Updated over 4 years ago on . Most recent reply
Should a Performing CFD be Priced The Same as A Mortgage & Note
Recently I have been reviewing pricing of assets and I see many sellers pricing a CFD the same as a traditional mortgage and note. Am I crazy as I would never pay the same for a performing CFD as a performing note.
As a side note, I do see larger institutional investors buying up a lot of the performing notes but they will not touch a CFD with a ten foot pole (which is why I see a lot more CFD's currently for sale). I wonder if this is the reason why people are pricing them so high - thinking there is demand.

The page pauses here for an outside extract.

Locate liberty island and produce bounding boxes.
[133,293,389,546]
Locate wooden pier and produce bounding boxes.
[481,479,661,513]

I typically sell my CFDs to investors at 13-15% returns and performing at 10-12% to give people an idea where I am at.
What are your thoughts?
- Chris Seveney
Most Popular Reply
CFD is often used when a buyer may not fully qualify for a conventional loan. That alone could potentially add risk.
Also, the property seller (or CFD holder/owner) still
retains legal title to the property as far as I know. Ownership only passes to the
buyer after the final payment is made. This makes the risk profile quite different. Unlike a reg mortg, the CFD owner can be on the hook to local muni's, taxing authorities etc. Things a traditional lender is not liable for.
With liabilities and risks being different and higher to the lender, all other things being equal, I'd take the conventional notes if they all get priced the same.